The sole issue is whether the acts of Adolph were sufficient to constitute substantial compliance with the provisions of the policy of insurance relative to changing beneficiaries.

It is settled in this Commonwealth that, after the death of the insured, the insurer cannot by interpleader or otherwise waive conditions precedent contained in a policy of insurance relative to change of beneficiaries. Kochanek v. Prudential Ins. Co. 262 Mass. 174, 177, 178, and cases cited. Resnek v. Mutual Life Ins. Co. 286 Mass. 305, 309, 310. Goldman v. Moses, 287 Mass. 393, 397. These cases also establish that a substantial compliance with the provisions of the policy regulating change of beneficiaries must be *338followed. Just what constitutes such compliance must, of course, vary with the circumstances of particular cases, but it is of the essence of substantial compliance that the insured must have done all in his power to effect the change, leaving only some ministerial act on the part of the insurer necessary to consummate it. French v. Provident Savings Life Assurance Society, 205 Mass. 424, 428.

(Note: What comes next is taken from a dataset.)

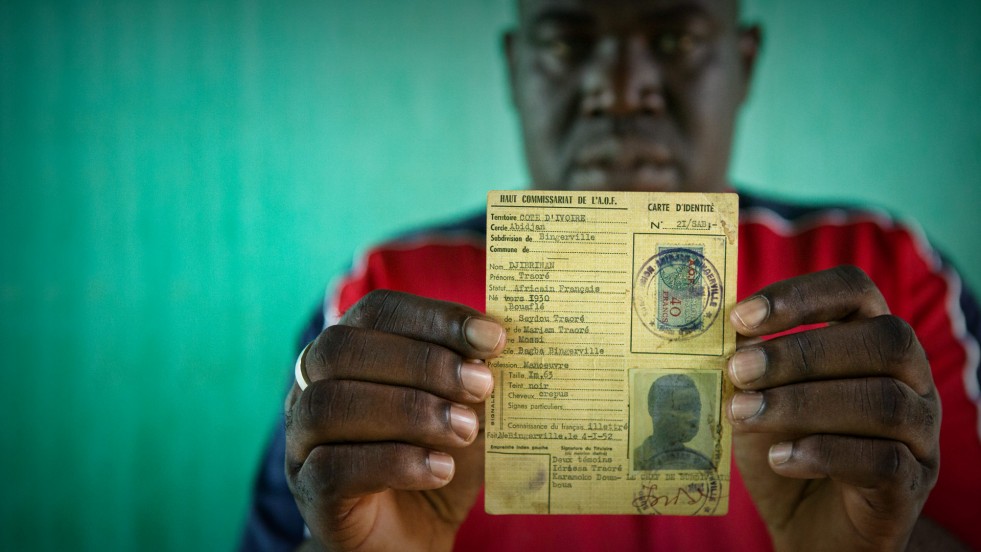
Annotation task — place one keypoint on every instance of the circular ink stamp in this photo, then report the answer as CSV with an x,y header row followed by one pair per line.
x,y
678,293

While the court is alert to protect the interest of the beneficiary named in a policy of insurance against fraud, overreaching and undue influence on the part of others, and recognizes the right of the insured to change the beneficiaries in accordance with the terms of the policy of insurance, yet it is settled that if the insured has not sufficiently complied with the requirements for change prior to his death, his death serves to vest in the beneficiary named the right to the proceeds, and no act of the insurer or other claimants can prejudice that right.

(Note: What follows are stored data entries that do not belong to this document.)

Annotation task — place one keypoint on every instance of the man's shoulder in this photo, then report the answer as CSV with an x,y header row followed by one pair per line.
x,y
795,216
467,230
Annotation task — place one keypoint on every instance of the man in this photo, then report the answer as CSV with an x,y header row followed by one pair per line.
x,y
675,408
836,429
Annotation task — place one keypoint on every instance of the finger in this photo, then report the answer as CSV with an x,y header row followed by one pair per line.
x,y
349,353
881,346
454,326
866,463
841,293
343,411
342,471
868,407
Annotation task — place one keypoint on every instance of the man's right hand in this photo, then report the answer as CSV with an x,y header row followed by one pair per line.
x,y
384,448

In the cases at bar it appears that Adolph made no demand upon his wife for surrender of the certificate and that no such demand was made in his behalf. None of the claimants requested surrender of the certificate until after the death of Adolph and the bringing of the suit in equity. Cases holding that no such request would be necessary if it clearly appeared that it would be futile1 do not apply to the facts in the cases before us where there is nothing to show that a demand for surrender of the certificate, if it had been made in Adolph’s lifetime, would have been refused. The wife of Adolph never denied possession of the certificate to Adolph or to any one until the death of Adolph had given her vested rights therein. See Clark v. Metropolitan Life Ins. Co. 126 Maine, 7, 13. A mere intention on the part of an insured to change the beneficiary not acted upon in the manner required by the terms of the policy is ineffectual and on the death of the insured the beneficiary named therein acquires a vested right. Wandell v. Mystic Toilers, 130 Iowa, 639.

We are of opinion that on the facts found it cannot be said that the acts of Adolph were a sufficient compliance with the terms of the policy. It fofiows that in the action *339at law the entry must be exceptions sustained, judgment to be entered for the plaintiff; it is

So ordered.

In the suit in equity the final decree must be reversed, and a final decree entered dismissing the bill with costs.

Ordered accordingly.

See cases cited in 13 B. U. Law Rev., at pages 427, 428.